Ces manoeuvres délibérées et frauduleuses ont été condamnées par le tribunal administratif de Caen, pour Giberville, mais aussi par celui de Grenoble, pour Annemasse. L’élection des candidats qui se sont prêtés à ces manoeuvres frauduleuses a été annulée. Toutefois, le conseil municipal reste amputé et des candidats réels des équipes adverses sont empêchés de siéger. Ces manoeuvres ont par ailleurs entaché la sincérité du scrutin et l’analyse du rapport de force national.
Mais l’objectif était atteint pour le parti dont nous parlons : présenter le plus grand nombre de listes, présenter un score, sans se soucier de savoir si les candidats l’étaient réellement et si l’élection allait être annulée. C’est inacceptable, tout le monde en convient.
Les citoyens doivent en effet pouvoir voter pour des listes fiables, fondées sur des candidatures réelles. Les manoeuvres que j’évoquais sont lourdes de conséquences : elles dupent les électeurs, pénalisent l’ensemble des listes et peuvent engendrer des dépenses publiques nouvelles, au cas où l’organisation de nouvelles élections s’avère nécessaire. Elles touchent au fondement même de notre démocratie, dont elles remettent en cause le fonctionnement.

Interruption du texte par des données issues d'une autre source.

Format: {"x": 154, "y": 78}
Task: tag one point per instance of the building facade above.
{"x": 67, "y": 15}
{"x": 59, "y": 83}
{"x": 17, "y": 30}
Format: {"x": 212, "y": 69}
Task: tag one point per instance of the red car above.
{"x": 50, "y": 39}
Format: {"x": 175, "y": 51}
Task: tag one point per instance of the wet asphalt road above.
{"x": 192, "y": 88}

Il faut également prêter attention au préjudice subi par ces candidats malgré eux, qui ont vu leur nom associé à un parti politique dont ils ne partagent pas forcément les valeurs. Le traumatisme – le mot n’est pas trop fort – est particulièrement important dans certaines petites communes, je peux en témoigner.

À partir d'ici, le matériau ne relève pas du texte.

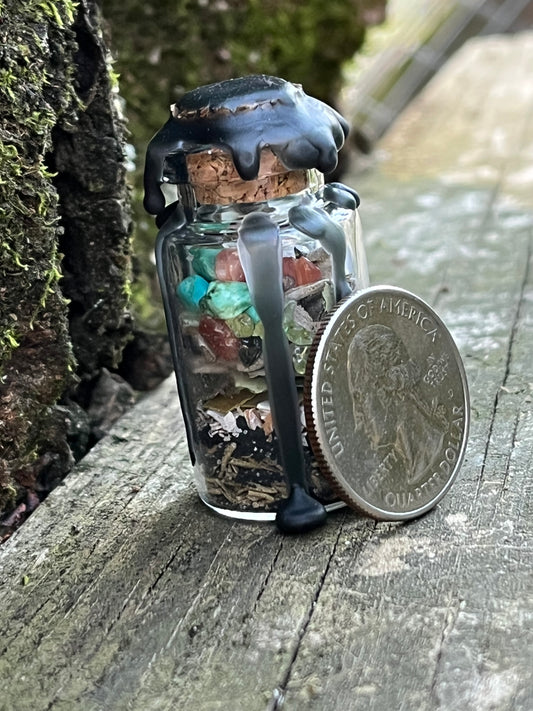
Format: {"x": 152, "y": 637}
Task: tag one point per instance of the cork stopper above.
{"x": 238, "y": 118}
{"x": 215, "y": 179}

Le texte que je vous propose cette après-midi entend lutter contre ce système, en modifiant les modalités de dépôt des candidatures de chaque colistier ou suppléant aux élections municipales, départementales, régionales, européennes, législatives et sénatoriales. En effet, si le ministère de l’intérieur n’est pas en mesure de nous fournir de statistiques précises, le phénomène a atteint une ampleur qui justifie que nous le traitions.
Ma proposition est simple, facile à mettre en oeuvre, et elle permettra de s’assurer que chaque personne ayant signé le formulaire CERFA – Centre d’enregistrement et de révision des formulaires administratifs – de candidature a agi en toute connaissance de cause.

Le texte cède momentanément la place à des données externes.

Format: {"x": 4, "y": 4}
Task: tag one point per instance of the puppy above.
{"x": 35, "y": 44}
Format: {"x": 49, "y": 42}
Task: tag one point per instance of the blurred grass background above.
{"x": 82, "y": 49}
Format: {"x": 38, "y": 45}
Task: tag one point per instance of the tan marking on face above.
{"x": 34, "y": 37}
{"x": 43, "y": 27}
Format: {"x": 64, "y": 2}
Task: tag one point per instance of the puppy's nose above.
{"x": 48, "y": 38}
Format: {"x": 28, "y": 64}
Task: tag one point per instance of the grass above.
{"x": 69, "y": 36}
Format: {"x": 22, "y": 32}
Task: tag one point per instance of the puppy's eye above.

Vous le savez, les déclarations de candidature à ces différents scrutins sont des démarches collectives : le responsable de la liste collecte la déclaration de chacun des candidats puis dépose les formulaires, accompagnés des pièces justificatives, auprès des services préfectoraux. Cette procédure vise à éviter la multiplication des démarches et l’encombrement inutile des services de l’État qui enregistrent les déclarations de candidature.
Le problème est que ces modalités ne prémunissent pas, dans l’état actuel, contre des manoeuvres de responsables politiques mal intentionnés, on a pu le constater. Or, une fois la liste enregistrée et le délai légal de dépôt dépassé, il n’est plus possible de la modifier ; les candidats inscrits contre leur gré ne peuvent donc se retirer. La seule voie de recours est alors de saisir le juge de l’élection, lequel peut constater les manoeuvres et invalider l’élection de la liste concernée, en assortissant éventuellement cette décision d’une peine d’inéligibilité pour les candidats qui se sont livrés à ces manoeuvres.
Le dispositif que je vous propose, très simple, tend à assortir les déclarations de candidature d’une formule manuscrite de chaque signataire, par laquelle celui-ci s’engage à se porter candidat aux élections. Un justificatif d’identité sera en outre exigé afin d’établir le caractère réellement volontaire et éclairé de la démarche.
Ce texte simple, clair et facile à mettre en oeuvre poursuit un objectif essentiel : empêcher les manoeuvres frauduleuses que seul le Front national s’est autorisé à pratiquer. Aussi, je ne doute pas de son adoption à une majorité très large par l’Assemblée nationale.